As above, San Diego recognizes and gives full faith and credit to marriages and divorces around the world. As of October 2, 2011, Malta will begin allowing divorces. This leaves only two countries who do not permit divorce: Philippines and Vatican City. As such, if there was a marriage in Vatican City or the Philippines, under the Family Law Code in San Diego, a divorce judgment can be obtained with the mandatory jurisdiction and other requirements for a valid San Diego divorce being met. While this divorce is recognized in the United States, this does not affect the laws of the Philippines and Vatican City. As such, remarriage in these two countries may not be permitted even with a valid divorce. If you are a citizen of the Vatican City or the Philippines, you need to check to see what effect a divorce in San Diego would have on your marital status in your country.

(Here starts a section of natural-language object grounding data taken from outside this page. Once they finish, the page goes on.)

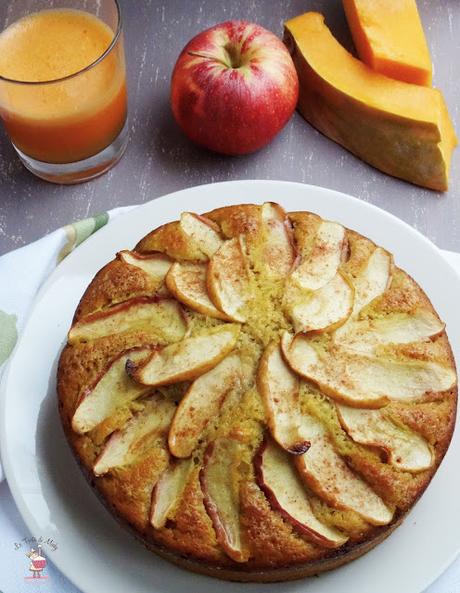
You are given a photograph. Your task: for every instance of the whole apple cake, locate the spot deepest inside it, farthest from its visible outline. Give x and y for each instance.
(260, 396)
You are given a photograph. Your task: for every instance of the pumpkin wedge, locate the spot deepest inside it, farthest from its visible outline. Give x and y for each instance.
(389, 38)
(402, 129)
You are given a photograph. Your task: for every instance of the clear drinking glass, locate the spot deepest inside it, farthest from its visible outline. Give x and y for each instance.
(73, 128)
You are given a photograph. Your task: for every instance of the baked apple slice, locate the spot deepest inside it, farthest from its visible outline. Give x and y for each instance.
(186, 360)
(127, 445)
(286, 494)
(374, 279)
(155, 265)
(204, 233)
(227, 280)
(220, 486)
(324, 258)
(111, 390)
(364, 381)
(404, 448)
(187, 282)
(279, 388)
(278, 253)
(366, 335)
(202, 403)
(324, 309)
(168, 491)
(329, 477)
(161, 316)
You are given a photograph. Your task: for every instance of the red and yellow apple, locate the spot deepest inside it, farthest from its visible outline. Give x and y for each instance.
(234, 87)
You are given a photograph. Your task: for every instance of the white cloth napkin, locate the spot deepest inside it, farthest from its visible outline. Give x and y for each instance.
(23, 271)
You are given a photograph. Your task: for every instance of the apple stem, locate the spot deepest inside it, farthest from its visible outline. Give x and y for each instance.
(207, 57)
(230, 63)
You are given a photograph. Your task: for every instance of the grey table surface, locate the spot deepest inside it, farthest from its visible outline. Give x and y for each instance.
(159, 159)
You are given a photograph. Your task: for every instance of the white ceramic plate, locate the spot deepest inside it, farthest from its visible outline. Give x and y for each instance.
(54, 499)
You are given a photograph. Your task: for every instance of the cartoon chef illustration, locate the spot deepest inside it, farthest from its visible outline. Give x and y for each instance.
(37, 562)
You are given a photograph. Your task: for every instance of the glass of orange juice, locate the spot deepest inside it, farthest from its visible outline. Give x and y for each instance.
(63, 97)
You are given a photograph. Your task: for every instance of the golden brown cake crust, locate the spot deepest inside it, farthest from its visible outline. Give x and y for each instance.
(276, 550)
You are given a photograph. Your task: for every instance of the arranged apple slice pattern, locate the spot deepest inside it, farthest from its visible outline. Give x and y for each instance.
(332, 344)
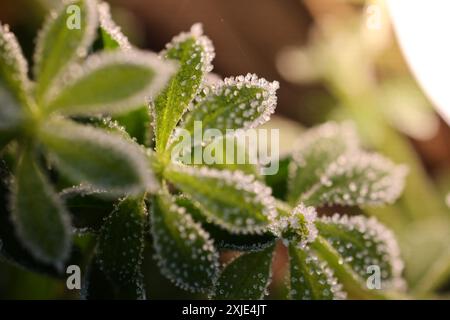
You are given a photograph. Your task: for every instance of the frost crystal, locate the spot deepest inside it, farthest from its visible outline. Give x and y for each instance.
(249, 101)
(13, 57)
(379, 247)
(75, 73)
(110, 27)
(358, 179)
(88, 36)
(231, 199)
(339, 136)
(184, 250)
(298, 227)
(202, 42)
(311, 278)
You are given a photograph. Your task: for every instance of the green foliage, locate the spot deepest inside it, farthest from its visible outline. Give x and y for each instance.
(310, 278)
(126, 192)
(39, 215)
(57, 45)
(120, 247)
(184, 250)
(231, 199)
(194, 53)
(66, 83)
(246, 277)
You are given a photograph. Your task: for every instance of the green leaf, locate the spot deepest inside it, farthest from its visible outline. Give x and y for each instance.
(295, 226)
(41, 220)
(109, 82)
(223, 153)
(14, 82)
(92, 156)
(10, 114)
(138, 124)
(363, 243)
(246, 277)
(111, 34)
(311, 278)
(87, 207)
(194, 52)
(224, 239)
(61, 42)
(359, 179)
(234, 103)
(11, 250)
(121, 244)
(278, 182)
(315, 150)
(234, 201)
(185, 252)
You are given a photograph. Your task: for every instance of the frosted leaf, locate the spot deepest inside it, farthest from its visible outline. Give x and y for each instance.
(358, 179)
(184, 251)
(278, 182)
(120, 243)
(42, 223)
(237, 157)
(314, 151)
(111, 33)
(232, 200)
(364, 242)
(13, 74)
(297, 227)
(224, 239)
(194, 53)
(58, 45)
(92, 156)
(10, 114)
(242, 102)
(12, 249)
(311, 278)
(97, 286)
(98, 85)
(246, 277)
(87, 207)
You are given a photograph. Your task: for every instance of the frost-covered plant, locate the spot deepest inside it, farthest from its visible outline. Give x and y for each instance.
(36, 114)
(200, 210)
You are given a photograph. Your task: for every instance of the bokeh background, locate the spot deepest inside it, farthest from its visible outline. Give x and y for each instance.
(335, 60)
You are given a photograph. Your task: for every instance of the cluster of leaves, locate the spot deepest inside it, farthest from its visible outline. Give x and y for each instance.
(129, 190)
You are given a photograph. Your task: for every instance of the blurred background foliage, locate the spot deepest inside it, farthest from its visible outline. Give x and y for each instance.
(333, 62)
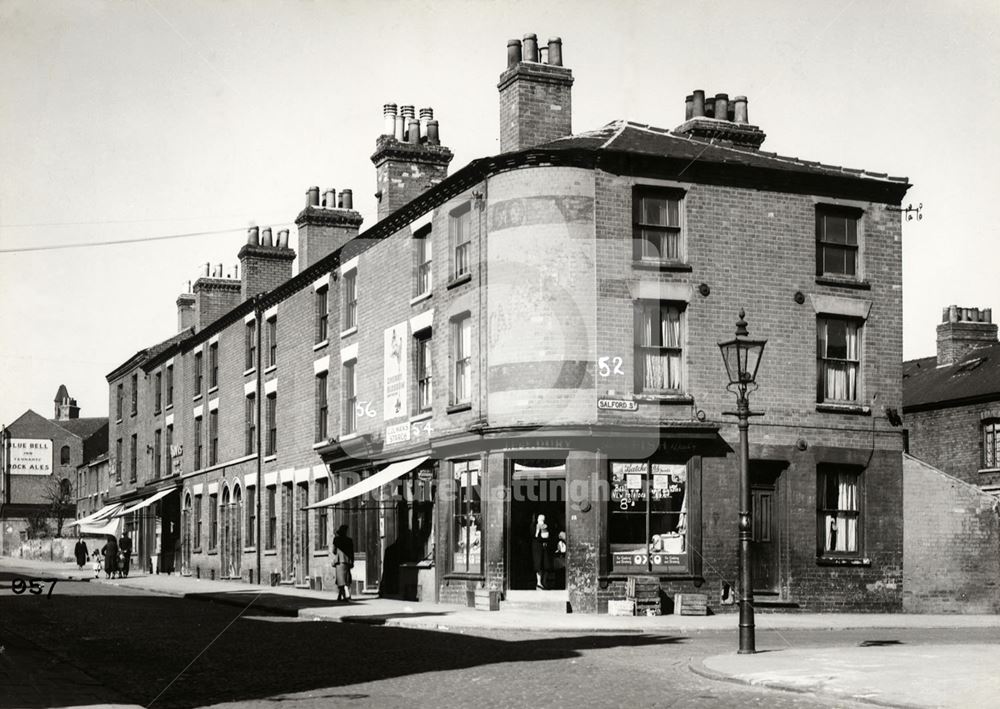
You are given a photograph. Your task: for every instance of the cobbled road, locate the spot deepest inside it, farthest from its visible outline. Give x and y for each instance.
(92, 643)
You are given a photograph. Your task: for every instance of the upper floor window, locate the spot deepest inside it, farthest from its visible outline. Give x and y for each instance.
(656, 225)
(422, 363)
(422, 263)
(462, 358)
(198, 372)
(322, 313)
(350, 295)
(838, 360)
(322, 410)
(250, 345)
(350, 389)
(460, 237)
(658, 346)
(272, 341)
(991, 443)
(158, 392)
(213, 365)
(837, 241)
(838, 510)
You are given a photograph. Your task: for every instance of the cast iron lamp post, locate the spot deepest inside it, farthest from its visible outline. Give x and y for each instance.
(741, 355)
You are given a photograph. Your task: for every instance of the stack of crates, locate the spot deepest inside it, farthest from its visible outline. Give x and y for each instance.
(644, 591)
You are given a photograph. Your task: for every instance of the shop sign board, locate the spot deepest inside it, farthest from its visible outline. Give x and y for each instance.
(30, 456)
(617, 405)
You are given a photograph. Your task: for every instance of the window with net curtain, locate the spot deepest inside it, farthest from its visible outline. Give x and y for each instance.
(839, 510)
(656, 225)
(838, 354)
(659, 341)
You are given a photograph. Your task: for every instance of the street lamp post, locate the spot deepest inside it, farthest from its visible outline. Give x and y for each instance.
(742, 355)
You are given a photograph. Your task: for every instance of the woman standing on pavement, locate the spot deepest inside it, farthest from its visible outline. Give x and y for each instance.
(343, 562)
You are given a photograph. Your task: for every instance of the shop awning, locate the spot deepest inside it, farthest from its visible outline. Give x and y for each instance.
(386, 475)
(102, 515)
(146, 502)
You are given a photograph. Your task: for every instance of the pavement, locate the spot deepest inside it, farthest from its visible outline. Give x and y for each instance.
(880, 672)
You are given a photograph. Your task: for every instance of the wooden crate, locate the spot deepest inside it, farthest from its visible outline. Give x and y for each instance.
(691, 604)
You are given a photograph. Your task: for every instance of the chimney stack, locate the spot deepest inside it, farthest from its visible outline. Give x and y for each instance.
(266, 262)
(963, 330)
(535, 101)
(719, 120)
(186, 315)
(409, 161)
(323, 230)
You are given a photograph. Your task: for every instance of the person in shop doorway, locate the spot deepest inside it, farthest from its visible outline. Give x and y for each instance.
(125, 546)
(343, 562)
(80, 551)
(110, 553)
(541, 551)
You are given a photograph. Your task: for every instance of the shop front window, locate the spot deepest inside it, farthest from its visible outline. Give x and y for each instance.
(467, 523)
(648, 517)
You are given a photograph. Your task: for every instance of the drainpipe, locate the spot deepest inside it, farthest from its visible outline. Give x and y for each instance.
(258, 314)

Legal separation is permitted in San Diego. Legal separation is the same as a divorce except the marital status is not terminated and the two spouses remain married. Legal separation has all the same issues, otherwise, of a divorce such as custody, visitation, child support, spousal support and division of assets and debts. If a legally separated spouse wants to remarry, after the legal separation judgment is entered as an order of the Court, then a divorce would need to be filed. There is a procedure, called an amended petition, which would allow for a San Diego legal separation case to be amended to a divorce before the legal separation judgment is entered. In addition, in a legal separation case, the petition can be for legal separation but the response can request a divorce. In this case, the proceeding will be a divorce and not legal separation. San Diego is a no fault divorce jurisdiction as is all of California.